Scores of women leaders from around the Middle East will gather in Amman, Jordan this week to explore new ways to involve women in initiatives aimed at fostering transformational peace and security. The women will exchange ideas as part of the Regional MENA Women’s Peace Table on October 17 and 18th, hosted by the Dutch peacebuilding organization PAX.

“I am so excited about the MENA Women's Peace Table in Amman,” says Irene Santiago, Convenor of the Women’s Peace Tables Worldwide Campaign. “It will be a substantive and action-oriented gathering, combining networking, media, and making plans for the future. Women coming together is the beginning of change.”

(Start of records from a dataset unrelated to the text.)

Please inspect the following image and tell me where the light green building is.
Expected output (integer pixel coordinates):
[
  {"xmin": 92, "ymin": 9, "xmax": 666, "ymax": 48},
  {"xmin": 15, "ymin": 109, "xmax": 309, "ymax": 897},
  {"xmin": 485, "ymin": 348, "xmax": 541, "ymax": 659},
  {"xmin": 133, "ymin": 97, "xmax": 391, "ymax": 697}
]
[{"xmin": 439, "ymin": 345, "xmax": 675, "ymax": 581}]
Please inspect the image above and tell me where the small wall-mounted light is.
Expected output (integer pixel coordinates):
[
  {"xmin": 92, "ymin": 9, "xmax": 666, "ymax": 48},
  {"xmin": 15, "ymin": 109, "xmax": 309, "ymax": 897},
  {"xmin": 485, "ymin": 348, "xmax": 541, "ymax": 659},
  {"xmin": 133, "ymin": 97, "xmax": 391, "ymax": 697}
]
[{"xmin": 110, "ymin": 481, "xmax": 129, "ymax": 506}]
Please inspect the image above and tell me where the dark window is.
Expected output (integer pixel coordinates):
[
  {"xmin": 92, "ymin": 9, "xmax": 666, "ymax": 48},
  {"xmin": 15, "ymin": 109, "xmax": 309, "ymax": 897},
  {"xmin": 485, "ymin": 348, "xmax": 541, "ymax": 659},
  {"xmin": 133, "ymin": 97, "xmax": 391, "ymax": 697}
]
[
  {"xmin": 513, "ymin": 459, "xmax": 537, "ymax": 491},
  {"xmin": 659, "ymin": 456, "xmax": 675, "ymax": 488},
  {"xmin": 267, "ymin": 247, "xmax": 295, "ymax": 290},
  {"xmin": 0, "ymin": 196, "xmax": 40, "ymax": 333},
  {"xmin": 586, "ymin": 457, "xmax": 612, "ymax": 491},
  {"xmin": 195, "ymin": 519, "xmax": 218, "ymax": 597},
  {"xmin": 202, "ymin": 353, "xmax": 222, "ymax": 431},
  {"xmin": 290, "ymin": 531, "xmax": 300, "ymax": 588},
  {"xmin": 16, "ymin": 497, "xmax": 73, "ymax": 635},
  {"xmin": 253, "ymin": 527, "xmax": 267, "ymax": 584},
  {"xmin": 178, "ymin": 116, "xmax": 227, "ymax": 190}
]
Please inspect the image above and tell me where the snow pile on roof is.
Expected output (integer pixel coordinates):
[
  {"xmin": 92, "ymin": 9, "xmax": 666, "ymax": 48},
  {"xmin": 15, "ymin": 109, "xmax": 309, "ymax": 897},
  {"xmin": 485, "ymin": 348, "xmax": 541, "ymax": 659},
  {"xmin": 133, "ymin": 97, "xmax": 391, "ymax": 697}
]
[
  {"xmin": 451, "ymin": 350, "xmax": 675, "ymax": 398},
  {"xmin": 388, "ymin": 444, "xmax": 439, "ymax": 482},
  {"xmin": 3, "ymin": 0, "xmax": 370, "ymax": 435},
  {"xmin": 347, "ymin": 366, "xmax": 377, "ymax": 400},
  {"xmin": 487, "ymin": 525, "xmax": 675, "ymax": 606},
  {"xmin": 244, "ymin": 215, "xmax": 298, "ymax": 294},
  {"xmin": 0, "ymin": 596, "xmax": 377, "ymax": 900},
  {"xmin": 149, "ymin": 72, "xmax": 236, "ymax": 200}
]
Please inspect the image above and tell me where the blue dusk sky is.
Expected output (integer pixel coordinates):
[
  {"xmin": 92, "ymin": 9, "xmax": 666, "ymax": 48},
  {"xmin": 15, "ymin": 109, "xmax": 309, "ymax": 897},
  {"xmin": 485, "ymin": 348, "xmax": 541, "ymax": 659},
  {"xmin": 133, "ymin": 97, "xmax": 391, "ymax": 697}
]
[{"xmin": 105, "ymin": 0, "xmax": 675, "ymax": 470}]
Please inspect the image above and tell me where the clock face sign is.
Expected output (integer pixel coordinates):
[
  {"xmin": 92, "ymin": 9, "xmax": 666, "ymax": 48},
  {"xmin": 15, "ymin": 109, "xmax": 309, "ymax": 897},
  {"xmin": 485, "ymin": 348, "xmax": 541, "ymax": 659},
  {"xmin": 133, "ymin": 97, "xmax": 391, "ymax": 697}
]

The Women’s Peace Tables initiative is a global awareness campaign started by #WomenSeriously as part of a global effort to address the fact that women are still chronically under-represented in peace negotiations and decision-making tables around the world. This is despite the fact that women are deeply affected by conflict and play a critical role in building long-term, sustainable peace. During the month of October, men and women around the world are hosting hundreds of Peace Tables in an attempt to bring about change.

The Peace Table in Amman will be chaired by #WomenSeriously founder Irene Santiago, who participated in peace negotiations in her native Philippines and organised the 1995 UN Conference on Women in Beijing. Other participants include prominent leaders, activists, professionals and feminists from Iraq, Syria, Jordan, Lebanon, Palestine, Yemen, Egypt, and Libya.

PAX supports a number of projects in the region aimed to strengthen the role of women. One project involves strengthening the role women play in their community’s security. For instance, in Kirkuk, Iraq, some of the obstacles for women to report to the police have been removed thanks to a project sensitizing the police and facilitating interaction between the security sector and women’s networks.

The police chief in Kirkuk is quite pleased with the results. “It is important to have women participate with us and work with us. We need their experience… As police, we all know that we cannot protect Krikuk by ourselves. We need citizens, men and women, to help us by giving us information,” says Police Chief Jamal.

Women active in this project and dozens like it throughout the Middle East will share their experiences at the Women’s Peace Table in Amman.